Voilà pour François Cheng où commence la beauté, par la « présence » ; « entre les présences qui ne cessent d’échanger circule le souffle de l’infini ». Et de s’arrêter sur le mot « sens », « diamant du vocabulaire français », une seule syllabe et trois définitions : sensation, direction et signification, « les trois étapes, ou les trois étages, de notre existence ».

A propos de la beauté physique, Cheng mentionne ce qui contribue à celle du visage humain : « regard, sourire, voix, etc., tous attributs qui relèvent déjà de la conquête de l’esprit. » Quant à la beauté « du cœur, ou de l’âme », celle-ci est d’un autre ordre, éthique, spirituel. Ainsi rapproche-t-il beauté et bonté, les saints et les artistes qui « font profession de dévisager la beauté ». L’art exige une vision profonde, mobilise le corps et l’esprit. « Si l’esprit raisonne, l’âme, elle, résonne. »

Cheng parle de peintres, compositeurs, écrivains, et de nous : « tous nous avons part à la beauté ». Pas d’art de vivre sans émerveillement devant les beautés du monde, des plus humbles aux plus grandes. Et pour questionner la beauté, l’écrivain propose un détour par la peinture chinoise, ces rouleaux « représentant d’immenses paysages, dans lesquels toujours figurent un ou plusieurs petits personnages » (le texte est suivi de neuf illustrations).

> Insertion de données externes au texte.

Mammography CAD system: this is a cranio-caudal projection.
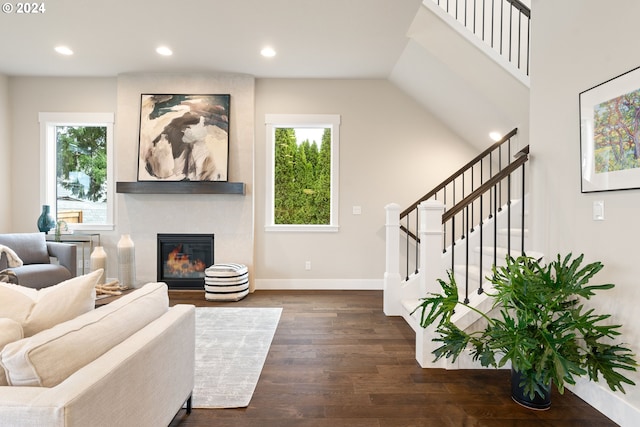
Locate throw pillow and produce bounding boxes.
[0,269,102,337]
[0,319,23,386]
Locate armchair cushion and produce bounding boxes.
[0,233,50,265]
[0,269,102,337]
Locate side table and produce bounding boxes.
[45,233,100,274]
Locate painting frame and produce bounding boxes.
[138,93,231,182]
[578,67,640,193]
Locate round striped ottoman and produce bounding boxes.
[204,263,249,301]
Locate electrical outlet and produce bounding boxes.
[593,200,604,221]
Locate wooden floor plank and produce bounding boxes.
[170,291,616,427]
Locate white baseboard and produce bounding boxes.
[568,377,640,427]
[254,279,384,291]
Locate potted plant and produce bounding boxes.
[416,254,637,409]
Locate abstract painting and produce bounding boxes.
[138,94,230,181]
[579,68,640,193]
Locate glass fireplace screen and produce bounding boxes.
[158,234,213,289]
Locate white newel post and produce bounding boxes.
[416,200,446,368]
[383,203,402,316]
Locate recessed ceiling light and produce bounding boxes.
[260,47,276,58]
[54,46,73,56]
[489,131,502,142]
[156,46,173,56]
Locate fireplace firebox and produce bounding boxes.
[157,234,214,289]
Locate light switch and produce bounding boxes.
[593,200,604,221]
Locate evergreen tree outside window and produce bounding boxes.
[40,113,113,231]
[266,115,340,231]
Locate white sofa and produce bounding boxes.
[0,283,195,427]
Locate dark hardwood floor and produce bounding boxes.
[170,291,616,427]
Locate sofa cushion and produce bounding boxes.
[0,283,169,387]
[0,318,23,386]
[0,269,102,337]
[0,233,51,264]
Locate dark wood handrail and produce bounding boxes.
[507,0,531,19]
[442,145,529,224]
[400,128,518,218]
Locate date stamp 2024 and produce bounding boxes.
[2,2,47,15]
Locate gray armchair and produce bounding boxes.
[0,233,77,289]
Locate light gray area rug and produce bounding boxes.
[193,307,282,408]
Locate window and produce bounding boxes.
[266,114,340,231]
[39,113,114,231]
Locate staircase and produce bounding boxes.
[384,129,540,368]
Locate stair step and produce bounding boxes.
[473,246,544,260]
[498,227,529,237]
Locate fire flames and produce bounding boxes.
[165,244,207,277]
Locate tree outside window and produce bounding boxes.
[39,113,114,231]
[56,126,107,223]
[274,128,331,225]
[265,114,340,232]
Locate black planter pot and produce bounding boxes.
[511,368,551,410]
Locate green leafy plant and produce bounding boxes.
[416,254,637,398]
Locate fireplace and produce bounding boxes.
[157,234,213,289]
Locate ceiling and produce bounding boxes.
[0,0,422,78]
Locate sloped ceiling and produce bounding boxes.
[0,0,421,78]
[0,0,528,149]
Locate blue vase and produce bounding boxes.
[38,205,56,233]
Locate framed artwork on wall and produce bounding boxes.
[138,94,231,181]
[579,67,640,193]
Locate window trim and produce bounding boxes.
[38,113,115,231]
[265,114,340,232]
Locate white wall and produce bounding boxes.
[0,74,11,232]
[530,0,640,426]
[255,79,477,289]
[6,77,116,232]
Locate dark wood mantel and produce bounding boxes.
[116,181,245,195]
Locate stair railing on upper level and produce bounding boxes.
[400,128,518,280]
[427,0,531,76]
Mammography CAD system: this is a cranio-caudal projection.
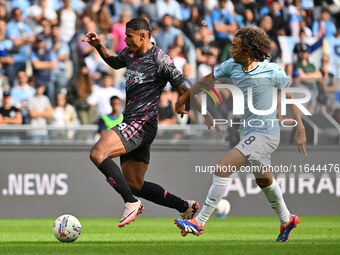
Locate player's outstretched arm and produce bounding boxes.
[82,32,119,69]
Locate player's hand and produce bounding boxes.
[204,112,223,137]
[294,129,307,157]
[82,32,100,47]
[175,97,188,118]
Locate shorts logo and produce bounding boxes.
[118,120,145,140]
[118,122,127,131]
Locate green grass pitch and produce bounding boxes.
[0,216,340,255]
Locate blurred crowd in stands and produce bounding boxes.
[0,0,340,140]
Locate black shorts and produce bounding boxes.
[112,119,157,165]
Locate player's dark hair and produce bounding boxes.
[126,17,151,38]
[235,26,272,61]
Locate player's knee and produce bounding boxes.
[256,178,273,189]
[90,146,105,166]
[126,180,143,195]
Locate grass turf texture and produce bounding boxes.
[0,216,340,255]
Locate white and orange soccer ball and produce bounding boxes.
[53,214,81,243]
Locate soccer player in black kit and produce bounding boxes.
[83,18,199,227]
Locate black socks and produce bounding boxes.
[98,157,138,203]
[135,181,188,213]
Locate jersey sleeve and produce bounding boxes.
[213,58,234,79]
[98,118,106,133]
[108,47,128,69]
[157,50,184,88]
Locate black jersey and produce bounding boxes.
[110,46,183,121]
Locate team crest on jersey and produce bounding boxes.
[125,69,145,84]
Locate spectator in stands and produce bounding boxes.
[51,25,70,93]
[0,91,22,125]
[197,53,219,79]
[157,90,177,125]
[11,0,31,18]
[294,45,322,113]
[317,55,338,115]
[168,45,187,74]
[156,0,182,28]
[0,62,10,102]
[260,15,281,62]
[268,0,285,36]
[211,0,237,52]
[67,62,95,125]
[287,0,302,37]
[87,72,124,116]
[0,20,14,75]
[156,14,196,66]
[98,96,124,136]
[196,23,219,64]
[293,29,310,59]
[27,0,58,35]
[30,35,58,103]
[0,4,9,22]
[138,0,158,24]
[57,0,79,43]
[312,9,336,38]
[300,19,313,37]
[51,93,79,139]
[238,8,256,28]
[0,91,22,143]
[182,5,203,46]
[105,0,121,23]
[39,18,52,50]
[7,8,35,86]
[28,81,53,143]
[11,70,35,124]
[84,0,112,35]
[333,108,340,124]
[111,10,131,53]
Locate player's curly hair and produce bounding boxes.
[126,17,151,38]
[235,26,272,61]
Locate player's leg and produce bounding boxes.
[196,148,247,226]
[175,148,247,236]
[90,129,137,203]
[254,168,290,226]
[121,144,199,219]
[254,168,299,242]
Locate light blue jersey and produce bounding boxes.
[214,58,288,135]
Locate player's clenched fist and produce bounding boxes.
[82,32,100,47]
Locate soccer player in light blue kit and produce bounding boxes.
[175,27,306,242]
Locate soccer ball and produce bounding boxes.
[53,214,81,243]
[216,199,230,218]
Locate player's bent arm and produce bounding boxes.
[95,43,120,69]
[287,92,307,156]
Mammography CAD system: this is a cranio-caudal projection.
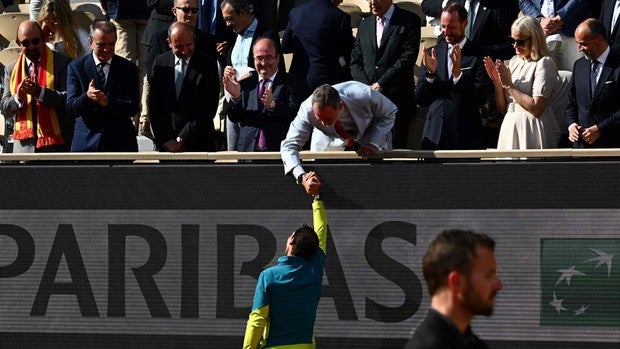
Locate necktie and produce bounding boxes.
[257,79,269,150]
[28,61,39,81]
[590,60,601,96]
[465,0,476,38]
[97,62,107,90]
[377,17,385,47]
[174,59,185,98]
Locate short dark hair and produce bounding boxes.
[291,224,319,259]
[220,0,252,14]
[312,84,341,109]
[90,20,116,38]
[422,229,495,296]
[441,2,467,23]
[584,18,607,41]
[168,22,196,40]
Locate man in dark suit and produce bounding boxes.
[405,229,504,349]
[221,0,285,150]
[422,0,519,148]
[566,18,620,148]
[0,21,73,153]
[224,37,303,151]
[149,22,219,152]
[422,0,519,60]
[147,0,217,75]
[600,0,620,49]
[416,3,491,150]
[67,21,140,152]
[282,0,353,95]
[351,0,420,148]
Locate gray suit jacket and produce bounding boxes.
[280,81,397,177]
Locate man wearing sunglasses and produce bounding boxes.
[416,3,492,150]
[1,21,73,153]
[243,190,327,349]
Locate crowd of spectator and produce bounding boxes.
[0,0,620,155]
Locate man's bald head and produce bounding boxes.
[15,20,44,61]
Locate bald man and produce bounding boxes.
[148,22,220,152]
[1,21,73,153]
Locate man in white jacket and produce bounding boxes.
[280,81,397,194]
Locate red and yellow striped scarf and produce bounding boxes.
[10,45,64,148]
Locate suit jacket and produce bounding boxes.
[280,81,397,176]
[148,51,220,151]
[566,49,620,148]
[227,70,303,151]
[519,0,590,37]
[146,28,218,76]
[0,51,74,151]
[599,0,620,48]
[422,0,519,60]
[351,6,420,112]
[405,308,488,349]
[282,0,353,91]
[416,40,491,149]
[99,0,151,20]
[67,53,140,152]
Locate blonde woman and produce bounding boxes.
[37,0,88,59]
[484,17,560,149]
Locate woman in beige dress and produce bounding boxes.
[484,17,560,149]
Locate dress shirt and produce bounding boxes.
[230,18,258,68]
[377,4,394,47]
[609,0,620,33]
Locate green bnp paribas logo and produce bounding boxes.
[540,239,620,327]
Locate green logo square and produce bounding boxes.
[540,239,620,327]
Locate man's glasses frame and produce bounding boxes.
[175,6,198,15]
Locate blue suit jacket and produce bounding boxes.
[416,40,491,150]
[0,51,73,151]
[566,50,620,148]
[599,0,620,48]
[519,0,590,37]
[67,53,140,152]
[149,51,220,151]
[227,70,303,151]
[282,0,353,90]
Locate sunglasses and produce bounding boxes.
[175,7,198,15]
[19,38,41,47]
[508,38,531,47]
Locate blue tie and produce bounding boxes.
[590,60,601,96]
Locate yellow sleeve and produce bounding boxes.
[312,200,327,254]
[243,305,269,349]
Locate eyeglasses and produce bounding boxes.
[19,38,41,47]
[254,56,276,63]
[508,38,531,47]
[175,7,198,15]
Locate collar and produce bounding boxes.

De son Discours sur la Vertu (sur le site de l’Académie française), une phrase : « Car à une époque comme la nôtre, où règne souvent le cynisme, ou un hédonisme sans frein, celui qui se propose de chanter la vertu n’a pas forcément le beau rôle ; il court tout de même le risque de se montrer plus ou moins naïf. » Le beau et le bon y reviennent à travers « quatre excellences » célébrées en Chine : le bambou, l’orchidée, le prunus, le lotus (ou le chrysanthème, une variante).

« François Cheng : un cœur qui écoute, une voix qui peint, une main qui caresse, un visage qui contemple et même, à travers les larmes, sourit. » (Antoine Guggenheim, Avant-propos). Un sage qui communique avec les fleurs et les arbres – et les hommes.